The Prime Minister in his address on 6 April 2020 to BJP workers asked to make sure that each worker gets this app installed in at least 40 people’s phones and feeds their personal information in the app. Even though the usage of this app is voluntary, only time will tell how the BJP workers will make sure that the app is installed in our phones.

Futility Of Contact Tracing Without Aggressive Testing

Without a policy of aggressive testing, ‘contact tracing’ technology cannot be successful since only timely tests will allow the people to know if there has been an infection to the people they have met. The numbers related to tests in India are abysmally low. As of 17 April 2020, among all the nations whose data is known and which have a more than 500 positive cases, India is among the 5 nations with least number of tests per population. There have been just 220 tests per 10 lakh population in India which is less than the tests even in countries like Pakistan, Ghana, and South Africa. Without a policy of widespread and aggressive testing, the Aarogya Setu app would be more useful for mass surveillance rather than the fight against Covid-19.

Use Of Technology In Times Of Crisis

In the last few centuries, the unprecedented growth of science and technology has increased the span and enriched the quality of human lives. It has led to improved healthcare facilities and invention of vaccines which have protected us from fatal diseases. However, the capitalist mode of private appropriation of profit has led to the technology which makes toiling work enjoyable, causing massive unemployment and layoffs at the same time. The enormous and profound contribution of Albert Einstein’s e=mc2 formula was tainted with its usage in invention of the atom bomb to fight imperialist wars. The aforementioned case of Aadhaar is another apt example to add to the point.

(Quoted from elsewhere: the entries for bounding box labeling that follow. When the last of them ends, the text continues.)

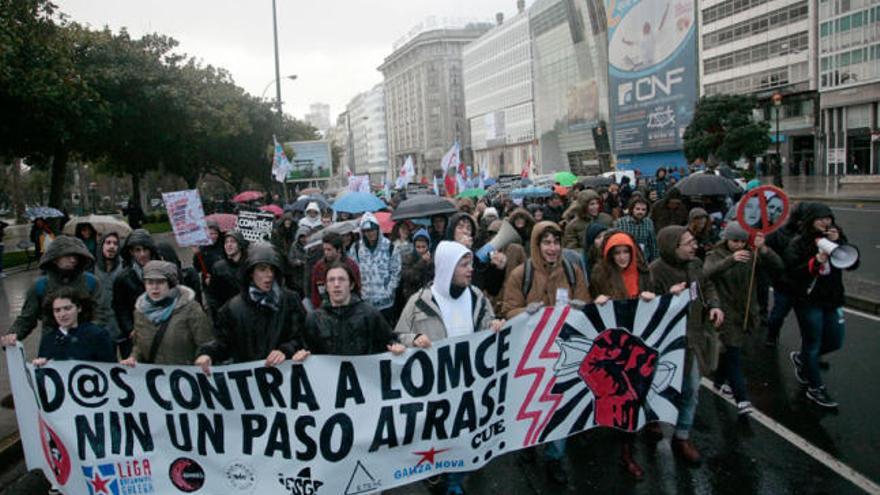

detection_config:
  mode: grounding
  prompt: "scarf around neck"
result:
[143,287,180,326]
[248,282,281,311]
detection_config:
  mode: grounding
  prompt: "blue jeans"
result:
[794,305,845,388]
[715,347,749,402]
[544,438,567,461]
[675,352,700,440]
[767,290,794,340]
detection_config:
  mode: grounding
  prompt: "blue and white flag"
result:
[272,136,293,182]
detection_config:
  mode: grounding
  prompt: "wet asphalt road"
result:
[831,204,880,283]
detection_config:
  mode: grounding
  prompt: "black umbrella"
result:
[284,194,330,211]
[673,173,742,196]
[581,176,614,187]
[391,194,458,221]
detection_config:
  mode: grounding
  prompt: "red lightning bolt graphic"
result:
[513,306,571,446]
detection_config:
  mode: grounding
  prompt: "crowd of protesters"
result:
[0,171,857,494]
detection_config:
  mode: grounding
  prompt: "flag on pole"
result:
[272,136,293,182]
[395,155,416,189]
[440,140,461,175]
[519,155,532,179]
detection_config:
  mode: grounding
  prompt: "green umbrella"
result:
[553,172,577,187]
[458,187,486,198]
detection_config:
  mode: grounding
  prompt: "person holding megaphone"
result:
[785,203,859,408]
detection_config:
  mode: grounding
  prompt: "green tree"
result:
[0,0,107,208]
[684,95,770,164]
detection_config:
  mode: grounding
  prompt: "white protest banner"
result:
[162,189,211,247]
[6,295,688,495]
[235,211,275,242]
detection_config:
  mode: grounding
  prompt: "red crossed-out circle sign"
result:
[736,186,791,236]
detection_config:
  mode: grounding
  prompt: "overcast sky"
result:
[57,0,531,123]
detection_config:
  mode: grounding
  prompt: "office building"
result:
[818,0,880,175]
[379,17,492,178]
[699,0,820,173]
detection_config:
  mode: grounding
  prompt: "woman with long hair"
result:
[590,231,654,480]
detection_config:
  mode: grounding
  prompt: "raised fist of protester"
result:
[755,232,766,250]
[526,302,544,315]
[388,342,406,356]
[290,349,312,363]
[489,251,507,270]
[489,319,507,332]
[413,333,431,349]
[669,282,687,296]
[266,349,285,368]
[0,333,18,347]
[709,308,724,328]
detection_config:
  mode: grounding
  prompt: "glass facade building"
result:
[818,0,880,175]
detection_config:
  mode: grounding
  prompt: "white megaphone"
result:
[477,220,522,263]
[816,237,859,270]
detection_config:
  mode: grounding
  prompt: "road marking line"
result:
[701,378,880,494]
[843,307,880,321]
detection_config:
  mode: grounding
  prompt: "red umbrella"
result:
[232,191,264,203]
[260,205,284,218]
[373,211,395,234]
[205,213,238,232]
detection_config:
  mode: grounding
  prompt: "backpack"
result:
[522,256,577,297]
[34,272,98,302]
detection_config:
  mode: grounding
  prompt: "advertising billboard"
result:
[605,0,698,155]
[284,141,333,182]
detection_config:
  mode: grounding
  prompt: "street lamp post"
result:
[773,92,782,187]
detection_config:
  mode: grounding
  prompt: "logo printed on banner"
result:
[515,298,687,445]
[345,461,382,495]
[278,467,324,495]
[394,447,464,480]
[223,461,257,490]
[82,459,154,495]
[39,417,71,486]
[168,457,205,493]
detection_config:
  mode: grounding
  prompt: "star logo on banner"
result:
[89,469,110,495]
[413,447,449,467]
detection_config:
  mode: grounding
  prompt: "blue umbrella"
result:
[510,186,553,198]
[24,206,64,220]
[333,192,388,214]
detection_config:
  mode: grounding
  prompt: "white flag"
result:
[395,155,416,189]
[440,141,461,176]
[272,136,293,182]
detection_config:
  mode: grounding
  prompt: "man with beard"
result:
[617,196,657,263]
[94,232,124,342]
[562,189,613,250]
[205,231,248,320]
[4,235,105,345]
[646,227,724,465]
[113,229,159,359]
[195,243,305,373]
[311,232,361,309]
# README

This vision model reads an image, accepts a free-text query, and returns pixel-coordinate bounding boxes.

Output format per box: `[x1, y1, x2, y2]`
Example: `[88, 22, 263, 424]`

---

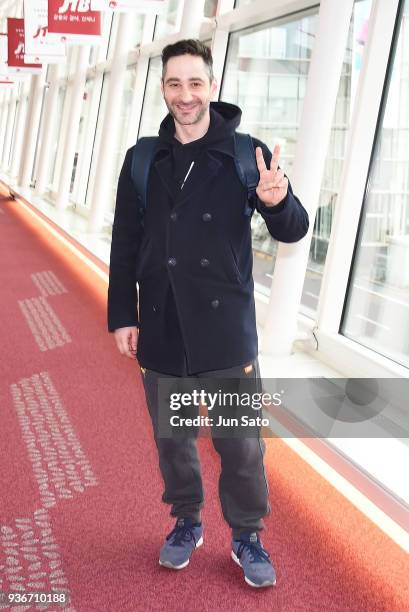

Hence, the technology of ‘contact tracing’ useful in the fight against such epidemics can easily be converted into a mass surveillance system by an authoritarian pro-capital political dispensation to crush the right to privacy of its citizens. There have been numerous safeguards recommended by cyber privacy experts like Blockchain, Artificial Intelligence, Open Source Codes, Independent Audits of Algorithms etc. which ought to be placed in the tracing system to protect privacy of individuals, but not only these recommendations have been ignored in the application of contact tracing through the app, personal information and GPS live location tracking have been attached to it, and the terms of usage and privacy policy have been made dangerously vague and all this is being done in the absence of a strong data protection law and policy of aggressive testing. These symptoms are enough to make clear the intention of the State in urging its citizens to use the Aarogya Setu app in the name of fighting against the epidemic of Covid-19, which is to clamp down on the democratic voices raised against injustice and anti-people anti-working class diktats of the State, through constantly monitoring the location, movements and even meetings of individuals.